Managing hair loss
What has research revealed about the pathogenesis of androgenetic alopecia, alopecia areata, and central centrifugal cicatricial alopecia as well as new potential therapeutics?
Feature
By Allison Evans, assistant managing editor, September 1, 2021
To those outside the world of dermatology, hair is sometimes perceived to be a cosmetic concern. Dermatologists know better. With a high psychosocial burden and limited or no treatments approved by the U.S. Food and Drug Administration (FDA), patients with a variety of life-altering hair loss conditions must often wade through a multitude of treatments — and even still — may only have partial or no response.
This month in DermWorld, dermatologist hair loss experts discuss advances in the pathogenesis and treatments for androgenetic alopecia, alopecia areata, and central centrifugal cicatricial alopecia (CCCA).
Androgenetic alopecia
For both male and female pattern hair loss, a certain percentage of hair follicles miniaturize and form tiny hairs that are essentially microscopic, said George Cotsarelis, MD, FAAD, the Milton Bixler Hartzell professor of dermatology and dermatology department chair at the University of Pennsylvania School of Medicine. “This is accompanied by a decrease in the duration of the growing phase (anagen) of the follicle.”
A primary difference between male and female pattern baldness is the pattern itself. “In men, the pattern is the bi-temporal areas and the vertex, whereas for women the frontal hairline is preserved, and the hair thinning takes place primarily on the top and the crown of the scalp.”
According to Dr. Cotsarelis, more is known about male pattern baldness than female pattern hair loss. “In men, we’ve known forever that testosterone is required for miniaturization of the follicle to happen. If you block testosterone, it’s going to at least stop the progression of male pattern baldness, which is how finasteride works. But in women, we don’t really know whether androgens play a role. Certainly, excess androgen levels in women can cause both male and female pattern hair loss. But we don’t know whether androgens play a role in the most common type of female pattern hair loss.”
A molecular level
Much work has been done studying male pattern baldness at a cellular and molecular level. “We took biopsies from the top of the scalp, the balding area, and the back of the scalp — the area that doesn’t go bald, presumably, and compared the samples,” Dr. Cotsarelis said.

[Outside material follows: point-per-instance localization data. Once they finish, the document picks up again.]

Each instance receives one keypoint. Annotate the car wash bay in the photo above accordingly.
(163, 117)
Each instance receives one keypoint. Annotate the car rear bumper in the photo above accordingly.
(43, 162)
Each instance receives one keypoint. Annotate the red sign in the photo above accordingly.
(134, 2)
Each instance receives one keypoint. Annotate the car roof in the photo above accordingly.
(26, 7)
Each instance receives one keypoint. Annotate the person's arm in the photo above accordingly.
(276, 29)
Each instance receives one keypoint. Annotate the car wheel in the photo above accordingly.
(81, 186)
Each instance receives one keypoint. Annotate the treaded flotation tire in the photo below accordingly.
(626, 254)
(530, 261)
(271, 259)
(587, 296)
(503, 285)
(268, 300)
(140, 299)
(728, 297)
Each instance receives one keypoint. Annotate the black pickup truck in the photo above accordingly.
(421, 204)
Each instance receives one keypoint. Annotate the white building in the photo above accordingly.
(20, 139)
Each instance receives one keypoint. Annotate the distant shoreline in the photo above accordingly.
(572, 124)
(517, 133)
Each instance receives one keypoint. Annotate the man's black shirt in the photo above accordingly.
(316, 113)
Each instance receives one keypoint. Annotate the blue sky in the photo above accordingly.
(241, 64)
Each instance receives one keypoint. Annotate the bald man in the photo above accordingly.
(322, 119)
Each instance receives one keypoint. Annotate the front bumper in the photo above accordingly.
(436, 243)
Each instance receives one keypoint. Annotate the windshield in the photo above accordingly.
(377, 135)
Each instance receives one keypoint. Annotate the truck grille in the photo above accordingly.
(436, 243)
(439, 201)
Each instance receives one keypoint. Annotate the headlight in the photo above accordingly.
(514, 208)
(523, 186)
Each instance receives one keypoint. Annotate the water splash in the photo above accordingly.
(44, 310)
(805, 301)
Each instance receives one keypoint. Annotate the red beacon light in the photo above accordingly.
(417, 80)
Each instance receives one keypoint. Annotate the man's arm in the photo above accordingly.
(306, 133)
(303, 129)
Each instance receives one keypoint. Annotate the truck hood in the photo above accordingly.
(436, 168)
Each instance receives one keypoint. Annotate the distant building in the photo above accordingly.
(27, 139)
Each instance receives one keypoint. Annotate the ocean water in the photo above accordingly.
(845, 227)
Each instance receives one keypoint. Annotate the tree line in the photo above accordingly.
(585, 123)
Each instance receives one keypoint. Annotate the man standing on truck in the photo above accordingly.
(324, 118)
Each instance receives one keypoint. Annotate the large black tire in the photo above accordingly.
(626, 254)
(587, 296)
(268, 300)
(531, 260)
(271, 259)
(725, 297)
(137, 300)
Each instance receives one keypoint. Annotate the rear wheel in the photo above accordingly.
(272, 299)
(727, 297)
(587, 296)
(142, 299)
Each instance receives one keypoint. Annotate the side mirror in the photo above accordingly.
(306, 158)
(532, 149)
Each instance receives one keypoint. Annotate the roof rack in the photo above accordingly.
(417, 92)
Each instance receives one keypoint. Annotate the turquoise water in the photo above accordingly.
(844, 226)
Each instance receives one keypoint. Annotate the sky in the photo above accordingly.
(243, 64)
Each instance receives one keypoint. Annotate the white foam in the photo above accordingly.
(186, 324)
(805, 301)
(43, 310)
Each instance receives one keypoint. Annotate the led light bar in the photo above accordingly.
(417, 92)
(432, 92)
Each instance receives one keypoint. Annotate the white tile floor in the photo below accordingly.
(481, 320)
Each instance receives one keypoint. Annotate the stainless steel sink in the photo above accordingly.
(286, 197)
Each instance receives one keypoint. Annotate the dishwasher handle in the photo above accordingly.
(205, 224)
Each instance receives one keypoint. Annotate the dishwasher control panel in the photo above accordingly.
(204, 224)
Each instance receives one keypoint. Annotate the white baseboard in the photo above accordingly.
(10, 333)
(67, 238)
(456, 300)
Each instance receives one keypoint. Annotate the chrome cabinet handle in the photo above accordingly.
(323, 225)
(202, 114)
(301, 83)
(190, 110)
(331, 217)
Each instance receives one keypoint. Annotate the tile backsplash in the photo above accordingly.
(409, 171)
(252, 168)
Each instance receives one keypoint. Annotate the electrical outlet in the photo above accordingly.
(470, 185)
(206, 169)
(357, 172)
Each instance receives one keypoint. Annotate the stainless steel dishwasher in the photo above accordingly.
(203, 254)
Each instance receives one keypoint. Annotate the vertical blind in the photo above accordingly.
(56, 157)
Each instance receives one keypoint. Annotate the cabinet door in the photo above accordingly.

Using fluorescent-activated cell sorting (FACS), Dr. Cotsarelis and his colleagues discovered stem cells within the hair follicle of the balding and non-balding scalp. “We were surprised to learn that the stem cells were still intact in the balding scalp. The percentage of stem cells in the balding and non-balding scalp were very similar, although we did find a marked decrease in the daughter cells (progenitor cells) of the stem cells, which are the more actively proliferating cells responsible for making hair,” he explained.
His research, which was sponsored by the National Institutes of Health, suggested that there was a defect in stem cell activation in the balding scalp for men, whether it’s from the lack of an activator or the presence of an inhibitor that prevents the stem cells from dividing, he said.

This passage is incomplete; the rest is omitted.